After reexamining my life goals, I realized that what I wanted to devote my time to was bringing more pleasure to people especially during their leisure time. After a circuitous route of jobs that met that description, I now find myself back in a true sales position again, yet this time I'm selling only products I strongly believe in. That just happens because the choice of product for the company I work for happens to coincide with my own personal beliefs in food--if it didn't I wouldn't have begun working there.


For about ten years I was a vegetarian. For about three of those I was a vegan. The whys and wherefores of that really aren't all that interesting and went through lots of evolution, but all stemmed from my own ethical ambivalence about the origins of my food. But because of my interest in the origins of my food and my misguided belief that there were black and white answers about what one should and should not ethically eat, I've devoted about fifteen years of my life to amateur academic research about food.

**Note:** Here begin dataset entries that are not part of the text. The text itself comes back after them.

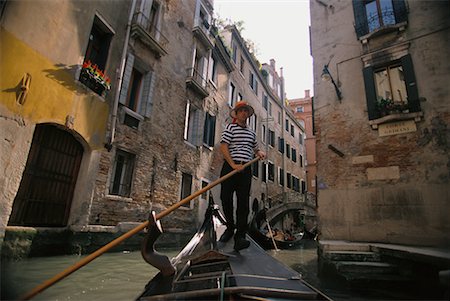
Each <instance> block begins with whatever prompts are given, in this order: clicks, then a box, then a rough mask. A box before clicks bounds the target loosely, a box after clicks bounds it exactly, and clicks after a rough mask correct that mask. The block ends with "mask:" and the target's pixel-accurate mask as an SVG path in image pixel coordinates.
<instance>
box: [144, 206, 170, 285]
mask: <svg viewBox="0 0 450 301" xmlns="http://www.w3.org/2000/svg"><path fill="white" fill-rule="evenodd" d="M148 222H149V223H148V227H147V235H146V237H145V239H144V242H143V243H142V248H141V254H142V257H143V258H144V260H145V261H146V262H147V263H149V264H151V265H152V266H154V267H155V268H157V269H158V270H160V271H161V274H162V275H163V276H170V275H173V274H175V272H176V269H175V267H174V266H173V265H172V263H171V262H170V259H169V258H168V257H167V256H166V255H163V254H160V253H158V252H156V251H155V247H154V244H155V241H156V240H157V239H158V237H159V236H160V235H161V233H162V228H161V223H160V221H159V220H158V221H156V218H155V212H154V211H152V212H151V214H150V215H149V219H148Z"/></svg>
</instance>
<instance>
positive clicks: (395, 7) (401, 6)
mask: <svg viewBox="0 0 450 301" xmlns="http://www.w3.org/2000/svg"><path fill="white" fill-rule="evenodd" d="M392 6H393V7H394V15H395V23H401V22H405V21H408V11H407V10H406V3H405V0H393V1H392Z"/></svg>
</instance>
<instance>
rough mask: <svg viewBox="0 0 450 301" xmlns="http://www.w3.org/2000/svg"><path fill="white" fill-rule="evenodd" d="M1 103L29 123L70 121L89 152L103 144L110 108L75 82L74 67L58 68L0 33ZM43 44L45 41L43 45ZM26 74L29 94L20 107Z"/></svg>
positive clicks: (15, 114)
mask: <svg viewBox="0 0 450 301" xmlns="http://www.w3.org/2000/svg"><path fill="white" fill-rule="evenodd" d="M0 38H1V40H0V66H1V69H0V93H1V94H0V103H1V104H2V105H3V106H6V108H7V110H8V111H10V112H11V115H13V116H17V115H18V116H22V117H23V118H24V120H25V121H26V122H28V123H32V124H38V123H46V122H51V123H57V124H61V125H65V124H66V117H67V116H68V115H69V116H72V117H73V120H74V121H73V130H75V131H76V132H77V133H78V134H79V135H81V136H82V137H83V138H84V139H85V140H86V142H87V143H88V144H89V146H90V148H91V149H100V148H102V147H103V145H104V143H105V140H106V139H105V132H106V123H107V121H108V114H109V111H108V110H109V106H108V104H107V102H106V101H105V99H103V98H101V97H99V96H97V95H95V94H94V93H93V92H90V90H89V89H87V88H85V87H84V85H83V84H81V83H79V82H78V81H77V80H76V79H75V75H74V74H75V69H76V68H77V66H60V65H58V63H55V62H51V61H49V60H48V59H47V58H46V57H45V56H44V55H42V54H40V53H38V52H36V51H35V50H33V49H31V48H30V47H29V46H27V45H26V44H24V43H23V42H21V41H19V40H18V39H16V38H15V37H14V36H13V35H12V34H11V33H8V32H7V31H6V30H4V29H3V28H2V30H0ZM43 42H45V41H43ZM25 73H29V74H31V76H32V80H31V86H30V91H29V93H28V96H27V98H26V101H25V103H24V104H23V105H20V104H18V103H17V102H16V98H17V96H18V94H19V91H20V84H21V80H22V77H23V76H24V74H25Z"/></svg>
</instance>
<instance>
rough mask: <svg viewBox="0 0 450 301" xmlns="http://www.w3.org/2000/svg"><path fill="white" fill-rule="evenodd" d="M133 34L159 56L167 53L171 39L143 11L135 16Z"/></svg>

A side benefit of that along the way was discovering how passionately I loved the subject and that just learning about it filled me with pleasure.

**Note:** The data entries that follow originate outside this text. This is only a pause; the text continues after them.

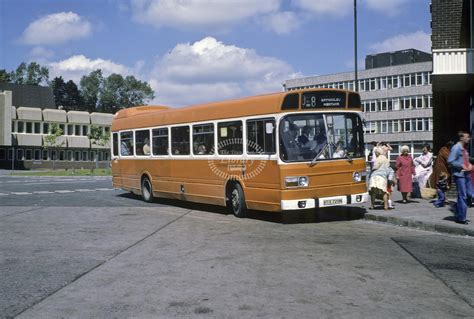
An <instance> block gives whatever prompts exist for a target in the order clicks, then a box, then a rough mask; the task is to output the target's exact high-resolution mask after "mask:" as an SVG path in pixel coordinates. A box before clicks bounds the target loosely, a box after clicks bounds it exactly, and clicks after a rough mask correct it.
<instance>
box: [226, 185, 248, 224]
mask: <svg viewBox="0 0 474 319" xmlns="http://www.w3.org/2000/svg"><path fill="white" fill-rule="evenodd" d="M229 198H230V200H229V206H230V208H231V209H232V213H234V215H235V216H236V217H239V218H244V217H247V207H246V205H245V198H244V191H243V190H242V187H241V186H240V185H239V184H237V183H235V184H234V185H233V186H232V187H231V189H230V196H229Z"/></svg>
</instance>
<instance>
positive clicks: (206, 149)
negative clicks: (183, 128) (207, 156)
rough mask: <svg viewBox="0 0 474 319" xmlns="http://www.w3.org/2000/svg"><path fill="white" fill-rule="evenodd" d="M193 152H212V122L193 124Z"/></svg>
mask: <svg viewBox="0 0 474 319" xmlns="http://www.w3.org/2000/svg"><path fill="white" fill-rule="evenodd" d="M193 154H194V155H208V154H214V124H199V125H193Z"/></svg>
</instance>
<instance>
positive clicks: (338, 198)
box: [323, 198, 343, 206]
mask: <svg viewBox="0 0 474 319" xmlns="http://www.w3.org/2000/svg"><path fill="white" fill-rule="evenodd" d="M342 203H343V201H342V198H333V199H324V200H323V206H331V205H341V204H342Z"/></svg>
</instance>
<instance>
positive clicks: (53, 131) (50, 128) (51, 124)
mask: <svg viewBox="0 0 474 319" xmlns="http://www.w3.org/2000/svg"><path fill="white" fill-rule="evenodd" d="M63 134H64V132H63V130H62V129H61V128H60V127H59V125H58V124H56V123H51V124H50V125H49V130H48V135H46V136H45V137H44V145H43V148H44V149H45V150H48V149H54V148H59V147H61V146H63V145H64V141H63V142H60V143H59V142H58V137H60V136H61V135H63Z"/></svg>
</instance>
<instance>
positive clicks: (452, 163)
mask: <svg viewBox="0 0 474 319" xmlns="http://www.w3.org/2000/svg"><path fill="white" fill-rule="evenodd" d="M458 138H459V142H458V143H456V145H454V146H453V147H452V148H451V153H449V157H448V164H449V166H450V168H451V172H452V176H453V178H454V182H455V183H456V187H457V191H458V196H457V201H456V204H455V209H454V212H455V221H456V223H458V224H464V225H467V224H469V220H467V219H466V214H467V207H468V206H469V201H470V200H471V194H472V184H471V170H472V165H471V163H469V153H468V151H467V149H466V148H467V146H468V145H469V141H470V139H471V137H470V136H469V133H467V132H464V131H459V133H458Z"/></svg>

I eat meat now, but rarely, and really only to taste it, to experience a cuisine, to appreciate a style of preparation, to understand the quality; not for steady nourishment. But I do endorse, praise, and advocate for the meat sold at my employer.

And we sell foie gras.


PETA sells food. Animal rights activists sell food. They sell the negative aspects of one type and the positive aspects of another. In no case has this seemed so slanted to me than the case of foie gras.

I don't inherently dislike being persuaded. In fact, I rather like being persuaded if that persuasion is accomplished by introducing me to sides of an issue that I haven't thought about or considered or experienced. However, I do tend to react in violent backstep when I feel that someone is only presenting me with one side of an issue while pointedly avoiding acknowledging any truth to the opposing side. In other words, when I feel that I'm having done to me what I used to do to people when I worked in advertising sales.

That's why I like the article above, Stuffed Animals by Jeffrey Steingarten. It's difficult to find rational discussion about foie gras that doesn't dismiss all concerns of one side, but this article is. One paragraph that spoke to my feelings about food most was this:

Most of us are not vegans or vegetarians. When we buy the flesh of a mammal, bird, or fish in a restaurant or food shop, we are an agent in the slaughter of another living thing. We are taking life. This is a serious act, not a casual one. But our purpose is not survival or even sustenance; most of us can live comfortably without eating meat. No, our goal is pleasure, pure sensory pleasure. We chew on the succulent muscle of a steer, crunch through the crackling skin of a pig or turkey, suck out the marrow from the shin of a calf. If we are willing to kill for our pleasure, shouldn't we also be willing to force-feed ducks for our pleasure? It all depends on how much pain and distress we cause.
And then he explores pain and distress in gavage.

What I have found fascinating in all of my research about food is the finding that the less pain and less stress one causes an animal, the better that animal's flesh will taste, almost without fail [which is in remarkable contrast to the best tasting produce]. Because of that, since I work in a store that tries to sell nothing but the best tasting food, very little ethical conflict occurs.